Editor’s note: This is the first of two articles exploring intimate partner violence. On Oct. 19, we will address the challenges of leaving an abusive relationship.
As we near the midpoint of Domestic Violence Awareness Month, the statistics for intimate partner violence are haunting.
President Barack Obama recently noted that about three women die each day in the United States at the hands of domestic violence. The White House also launched a campaign on dating violence to attempt to help bring awareness to the issue and reduce violence against women. The tagline this year is “1 is 2 Many,” and the focus is on women ages 16-24—the age group most likely to be affected by sexual assault and dating violence, according to statistics. One in 10 female teens will be abused by a person she is dating, and one in five young women will be a sexual assault victim while attending college.
Despite awareness and prevention efforts for intimate partner violence, about one in four women have been subjected to severe physical violence by a significant other, according to statistics from the Centers for Disease Control and Prevention. The CDC’s 2010 National Intimate Partner and Sexual Violence Survey shows that, statistically, women are victims of intimate partner violence more often than men. However, about one in seven men report suffering severe physical violence from a partner.
For most domestic violence victims, the abuse doesn’t stop with bruising or bleeding. Many victims also experience mental health issues, such as symptoms of posttraumatic stress, headaches, and sleep difficulties, according to the CDC survey.
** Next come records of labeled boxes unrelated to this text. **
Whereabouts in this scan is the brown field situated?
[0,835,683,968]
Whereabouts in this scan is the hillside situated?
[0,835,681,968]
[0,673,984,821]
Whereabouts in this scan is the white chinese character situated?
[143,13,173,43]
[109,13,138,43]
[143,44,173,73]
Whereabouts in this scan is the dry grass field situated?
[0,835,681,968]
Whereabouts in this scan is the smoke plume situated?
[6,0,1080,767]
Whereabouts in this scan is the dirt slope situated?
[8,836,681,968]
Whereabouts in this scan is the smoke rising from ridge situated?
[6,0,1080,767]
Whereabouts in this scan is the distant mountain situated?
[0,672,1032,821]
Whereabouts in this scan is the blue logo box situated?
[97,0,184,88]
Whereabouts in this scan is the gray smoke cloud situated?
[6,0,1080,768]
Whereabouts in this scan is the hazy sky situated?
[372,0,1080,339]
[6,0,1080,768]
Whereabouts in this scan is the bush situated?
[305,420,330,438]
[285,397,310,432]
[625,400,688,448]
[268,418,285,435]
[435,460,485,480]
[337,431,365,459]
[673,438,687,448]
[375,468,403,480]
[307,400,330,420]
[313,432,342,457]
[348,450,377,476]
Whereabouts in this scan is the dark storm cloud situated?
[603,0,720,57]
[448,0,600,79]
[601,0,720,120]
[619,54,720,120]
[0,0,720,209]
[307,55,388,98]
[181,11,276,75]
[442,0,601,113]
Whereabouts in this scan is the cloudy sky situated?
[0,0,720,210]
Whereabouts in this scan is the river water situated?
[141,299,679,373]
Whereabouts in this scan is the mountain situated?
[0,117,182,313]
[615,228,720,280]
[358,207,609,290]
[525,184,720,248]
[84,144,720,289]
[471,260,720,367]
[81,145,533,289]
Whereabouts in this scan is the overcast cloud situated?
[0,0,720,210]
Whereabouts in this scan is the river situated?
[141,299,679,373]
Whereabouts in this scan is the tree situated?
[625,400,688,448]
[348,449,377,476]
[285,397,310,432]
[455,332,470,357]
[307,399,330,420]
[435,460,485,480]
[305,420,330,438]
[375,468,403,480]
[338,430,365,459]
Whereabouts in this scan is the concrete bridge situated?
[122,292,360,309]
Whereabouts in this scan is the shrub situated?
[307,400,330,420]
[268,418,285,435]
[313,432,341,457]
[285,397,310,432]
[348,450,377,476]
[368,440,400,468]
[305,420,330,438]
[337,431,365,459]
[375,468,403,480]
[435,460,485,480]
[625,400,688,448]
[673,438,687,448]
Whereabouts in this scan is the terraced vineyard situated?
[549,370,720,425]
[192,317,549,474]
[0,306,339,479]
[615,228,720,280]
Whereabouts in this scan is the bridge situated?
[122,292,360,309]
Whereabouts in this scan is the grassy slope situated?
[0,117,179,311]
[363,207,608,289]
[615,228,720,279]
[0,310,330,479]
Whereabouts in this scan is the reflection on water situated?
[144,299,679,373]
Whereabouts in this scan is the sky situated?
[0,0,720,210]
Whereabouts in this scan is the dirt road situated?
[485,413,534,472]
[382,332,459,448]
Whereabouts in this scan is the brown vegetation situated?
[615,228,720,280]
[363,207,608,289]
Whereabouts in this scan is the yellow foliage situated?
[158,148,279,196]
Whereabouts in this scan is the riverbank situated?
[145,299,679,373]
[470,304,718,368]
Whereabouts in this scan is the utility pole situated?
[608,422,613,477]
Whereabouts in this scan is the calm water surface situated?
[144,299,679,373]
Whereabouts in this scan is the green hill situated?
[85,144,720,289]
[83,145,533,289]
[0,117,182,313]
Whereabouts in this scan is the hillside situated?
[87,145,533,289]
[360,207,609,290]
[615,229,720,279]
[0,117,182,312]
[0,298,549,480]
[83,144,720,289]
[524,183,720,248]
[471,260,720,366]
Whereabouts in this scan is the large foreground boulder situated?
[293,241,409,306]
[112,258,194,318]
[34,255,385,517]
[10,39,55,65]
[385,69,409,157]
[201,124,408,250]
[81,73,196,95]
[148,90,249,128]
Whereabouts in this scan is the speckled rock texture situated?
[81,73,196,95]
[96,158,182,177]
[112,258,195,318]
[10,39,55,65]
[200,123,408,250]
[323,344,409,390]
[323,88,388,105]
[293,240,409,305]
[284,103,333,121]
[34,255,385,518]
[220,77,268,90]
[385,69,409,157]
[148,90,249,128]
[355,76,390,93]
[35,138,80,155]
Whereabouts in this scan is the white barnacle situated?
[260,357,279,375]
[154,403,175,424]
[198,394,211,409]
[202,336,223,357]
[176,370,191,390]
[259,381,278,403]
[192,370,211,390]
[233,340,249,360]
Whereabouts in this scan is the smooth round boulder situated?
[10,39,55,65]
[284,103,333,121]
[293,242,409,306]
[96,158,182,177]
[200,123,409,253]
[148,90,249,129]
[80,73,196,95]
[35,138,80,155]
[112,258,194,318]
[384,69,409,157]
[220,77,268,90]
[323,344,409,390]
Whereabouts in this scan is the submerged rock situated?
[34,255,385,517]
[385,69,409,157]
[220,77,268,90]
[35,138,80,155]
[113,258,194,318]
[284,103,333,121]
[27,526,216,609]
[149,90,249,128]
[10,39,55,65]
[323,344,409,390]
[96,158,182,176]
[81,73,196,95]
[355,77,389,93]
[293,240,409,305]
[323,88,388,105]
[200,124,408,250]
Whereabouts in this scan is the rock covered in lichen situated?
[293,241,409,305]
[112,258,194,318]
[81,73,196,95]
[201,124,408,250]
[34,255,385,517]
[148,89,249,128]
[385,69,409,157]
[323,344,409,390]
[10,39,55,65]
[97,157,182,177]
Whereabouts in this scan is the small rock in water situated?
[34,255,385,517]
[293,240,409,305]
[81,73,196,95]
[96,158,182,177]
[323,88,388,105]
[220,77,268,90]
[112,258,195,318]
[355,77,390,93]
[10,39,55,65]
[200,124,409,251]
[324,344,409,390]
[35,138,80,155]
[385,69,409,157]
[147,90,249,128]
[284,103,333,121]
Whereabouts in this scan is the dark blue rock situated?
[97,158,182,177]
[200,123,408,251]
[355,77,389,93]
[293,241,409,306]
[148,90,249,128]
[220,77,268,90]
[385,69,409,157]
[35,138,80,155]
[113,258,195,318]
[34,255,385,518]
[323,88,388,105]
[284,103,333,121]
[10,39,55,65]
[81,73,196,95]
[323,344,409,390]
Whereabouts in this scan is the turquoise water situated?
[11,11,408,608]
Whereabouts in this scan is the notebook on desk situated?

Experts share more about the link between mental health and domestic violence:
- Lynn Fairweather, author of Stop Signs: Recognizing, Avoiding and Escaping Abusive Relationships, is a former abuse victim. She now advises professionals at her training firm, Presage Consulting & Training, on how to assist with domestic violence cases that are high-risk. She said by e-mail that women who are victims of intimate partner violence, including acts of rape and stalking, are more likely than other women to experience mental health issues. The more violence women are exposed to, the greater the likelihood of mental health problems. “Common mental health issues experienced by victims of domestic violence include depression, anxiety, bipolar disorder, and posttraumatic stress,” Fairweather said. “These problems manifest in symptoms such as flashbacks, hypervigilance, a high startle response, nightmares, insomnia, substance abuse, and self-harm or suicidal behaviors.”
- Adwoa Akhu, a clinical psychologist in New York, said in an e-mail that domestic violence victims might also feel guilt and experience low energy and persistent crying, as well as fear, anger, helplessness, and hopelessness.
- Gary Direnfeld, a social worker, said in an e-mail that the cultural focus generally is on the physical aspects of domestic violence, while the longer-term emotional and psychological effects are sidebars. He cited personality disorders along with depression and anxiety as possible effects, and said depression often is associated with feelings of being imprisoned in a hopeless situation, an environment in which abusers make them feel worthless and unworthy. “Anxiety is the outcome of spending years walking on eggshells, never knowing if you will set off the behavior of the abuser,” Direnfeld said. “The abused worries about all aspects of her life and how it relates to keeping a sense of calm in the home.” When victims of abuse attempt to leave a relationship, they might worry about a potential increase in violent behavior if caught by the perpetrator. “Personality disorders result from the distorted thinking that crystallizes in the abused as she accepts the abuser’s view of the world and is made to think that her views on family life are not normal as compared to the abuser,” Direnfeld said.